In einem Gespräch, dass wir eine Woche später führten, sagte er mir dann, er könne sich nicht mehr vorstellen, mit mir alt zu werden (das hatte er allerdings vorher auch nie gesagt, er hatte immer gesagt, dass er keine Vorstellung von seiner Zukunft hat) und dass es sich nicht mehr gut anfühle, mich im Arm zu halten oder mich zu küssen. Er liebe mich nicht mehr und seine Autonomie sei ihm wichtiger. Ich denke, damit ist auch oder vielleicht sogar vor allem seine sexuelle Autonomie gemeint, auch wenn er das leugnet:
- Er hat sich einen neuen Laptop besorgt, da sein alter Laptop extrem langsam war - ich vermute, um wieder besseren Zugang zu einschlägigen Sexchat-, Webcamgirl- und Pornoseiten zu haben.
-Zu seinem letzten, mir bekannten Suchtberatungstermin ist er nicht gegangen, weil er "Kopfschmerzen hatte und fertig war".
- Kurz nach der Trennung hat er wieder Kontakt zu seiner Ex-Affäre aufgenommen. Was da genau gelaufen ist/läuft, weiß ich nicht, aber ich denke, er hat sich recht schnell für Sex mit ihr getroffen. Es gibt auch Anzeichen dafür, dass er sich direkt nach der Trennung alte Fotos/Videos von ihr oder ihm und ihr beim gemeinsamen Sex angeschaut hat.
- Seiner Tante - und ich weiß nicht, wem noch alles - hat er erzählt, er habe sich von mir getrennt, weil ich unbegründet eifersüchtig gewesen sei, ihn kontrolliert habe und ihm immer wieder unterstellt habe, er würde mich betrügen.

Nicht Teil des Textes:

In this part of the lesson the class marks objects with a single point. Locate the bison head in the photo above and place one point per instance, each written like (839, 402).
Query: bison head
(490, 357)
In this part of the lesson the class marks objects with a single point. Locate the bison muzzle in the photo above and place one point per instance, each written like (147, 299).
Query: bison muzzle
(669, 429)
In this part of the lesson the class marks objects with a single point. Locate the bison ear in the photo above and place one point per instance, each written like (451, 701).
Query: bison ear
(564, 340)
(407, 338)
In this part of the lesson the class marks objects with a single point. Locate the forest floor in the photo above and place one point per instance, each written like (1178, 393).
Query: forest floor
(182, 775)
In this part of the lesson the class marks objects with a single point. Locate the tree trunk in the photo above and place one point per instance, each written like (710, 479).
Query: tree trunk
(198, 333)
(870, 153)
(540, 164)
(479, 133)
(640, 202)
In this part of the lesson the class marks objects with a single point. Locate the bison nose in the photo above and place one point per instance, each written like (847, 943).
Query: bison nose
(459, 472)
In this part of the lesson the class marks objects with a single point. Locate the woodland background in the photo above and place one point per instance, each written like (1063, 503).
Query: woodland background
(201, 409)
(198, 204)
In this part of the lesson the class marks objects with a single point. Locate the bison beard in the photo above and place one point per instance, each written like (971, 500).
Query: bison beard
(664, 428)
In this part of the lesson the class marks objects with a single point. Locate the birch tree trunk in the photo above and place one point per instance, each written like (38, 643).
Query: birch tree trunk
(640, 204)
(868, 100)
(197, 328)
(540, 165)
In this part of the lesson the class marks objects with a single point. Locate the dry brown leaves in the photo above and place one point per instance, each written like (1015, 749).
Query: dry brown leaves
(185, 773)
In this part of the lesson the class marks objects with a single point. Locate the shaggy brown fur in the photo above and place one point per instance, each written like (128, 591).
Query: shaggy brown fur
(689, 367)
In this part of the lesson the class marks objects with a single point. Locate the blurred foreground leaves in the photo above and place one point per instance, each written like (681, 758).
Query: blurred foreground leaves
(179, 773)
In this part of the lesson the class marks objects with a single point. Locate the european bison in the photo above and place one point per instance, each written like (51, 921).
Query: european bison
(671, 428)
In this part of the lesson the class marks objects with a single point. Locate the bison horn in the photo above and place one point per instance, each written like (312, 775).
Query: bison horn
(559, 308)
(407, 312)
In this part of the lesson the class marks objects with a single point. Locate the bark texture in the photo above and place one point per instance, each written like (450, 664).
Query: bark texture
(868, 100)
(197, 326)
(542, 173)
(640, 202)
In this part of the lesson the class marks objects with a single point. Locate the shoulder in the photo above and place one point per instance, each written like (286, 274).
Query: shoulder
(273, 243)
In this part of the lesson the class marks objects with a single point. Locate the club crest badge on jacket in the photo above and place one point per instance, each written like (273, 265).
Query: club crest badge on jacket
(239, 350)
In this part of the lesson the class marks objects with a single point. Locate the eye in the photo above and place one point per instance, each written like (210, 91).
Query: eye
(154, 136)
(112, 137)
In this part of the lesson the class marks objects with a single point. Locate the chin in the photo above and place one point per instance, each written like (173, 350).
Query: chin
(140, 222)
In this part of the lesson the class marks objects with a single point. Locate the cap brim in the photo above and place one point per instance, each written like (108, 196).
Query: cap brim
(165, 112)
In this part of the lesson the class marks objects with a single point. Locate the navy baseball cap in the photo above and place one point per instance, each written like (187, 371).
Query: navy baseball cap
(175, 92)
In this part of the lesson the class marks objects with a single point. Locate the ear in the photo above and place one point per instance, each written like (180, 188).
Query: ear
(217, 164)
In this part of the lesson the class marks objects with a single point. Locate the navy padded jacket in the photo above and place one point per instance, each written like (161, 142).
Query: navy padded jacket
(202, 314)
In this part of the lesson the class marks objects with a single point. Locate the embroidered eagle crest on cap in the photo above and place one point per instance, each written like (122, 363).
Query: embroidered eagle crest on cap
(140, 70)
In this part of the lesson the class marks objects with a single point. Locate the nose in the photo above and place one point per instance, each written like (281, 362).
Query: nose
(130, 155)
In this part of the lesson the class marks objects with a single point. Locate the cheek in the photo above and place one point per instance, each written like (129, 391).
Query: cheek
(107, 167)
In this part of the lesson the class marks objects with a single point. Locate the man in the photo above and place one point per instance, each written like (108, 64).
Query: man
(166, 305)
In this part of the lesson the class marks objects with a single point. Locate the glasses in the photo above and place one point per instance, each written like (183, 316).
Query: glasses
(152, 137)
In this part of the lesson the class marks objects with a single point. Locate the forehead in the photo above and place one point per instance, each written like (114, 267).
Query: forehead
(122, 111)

Für mich sind all dies Zeichen dafür, dass er sich seiner Sex- und Pornosucht ergeben hat und diese nun voll auslebt. Ich habe auch den Eindruck, dass er dies alles gar nicht mehr als Problem ansieht, da er ja nun wieder Single ist, und dass er mir die Schuld gibt, dass er all die Jahre auf all dies verzichtet hat und nur ich ein Problem darin gesehen bzw. daraus gemacht habe.
Ich bin einerseits furchtbar wütend auf ihn, dass er sich getrennt hat, obwohl ich immer für ihn da war und so viel ertragen habe. Und auch, weil er nun Lügen bzw. Halbwahrheiten über mich erzählt. Andererseits bin ich sehr traurig über die Trennung und vermisse ihn tatsächlich immer noch, weil wir - abgesehen von der Pornosucht - sehr gut zusammenpassen, sehr viele gemeinsame Interessen hatten und im Alltag sehr gut als Team funktioniert haben und in jedem Urlaub und auch in unserer Freizeit wirklich sehr schöne Zeiten hatten. Ich habe aber auch Momente, in denen ich erleichtert bin, dass ich mir jetzt keine Gedanken mehr machen muss, was er wohl gerade treibt, wie oder mit wem er mich gerade betrügt - wobei mich gerade das, was er wohl mit besagter Ex-Affäre nun tut, schon beschäftigt und auch extrem verletzt. Deshalb haben wir auch seit fast 3 Monaten Funkstille und in meiner letzten Nachricht habe ich ihn ziemlich wüst beschimpft. Wenn er nicht direkt wieder den Kontakt zu ihr gesucht hätte, die, mit der er mich im Laufe der Beziehung zweimal betrogen hat, hätte ich mir ev. vorstellen können, irgendwann mit ihm befreundet zu sein.
Seit der Trennung habe ich mich tatsächlich weiterhin mit dem Thema Sex- und Pornosucht sowie Co-Abhängigkeit beschäftigt und auch an zwei Meetings einer Selbsthilfegruppe für Partner von Sexsüchtigen teilgenommen. Ich bin mir trotzdem weiterhin unsicher, ob mein Ex tatsächlich süchtig ist oder einfach nur untreu und auch, ob ich co-abhängig war bzw. bin.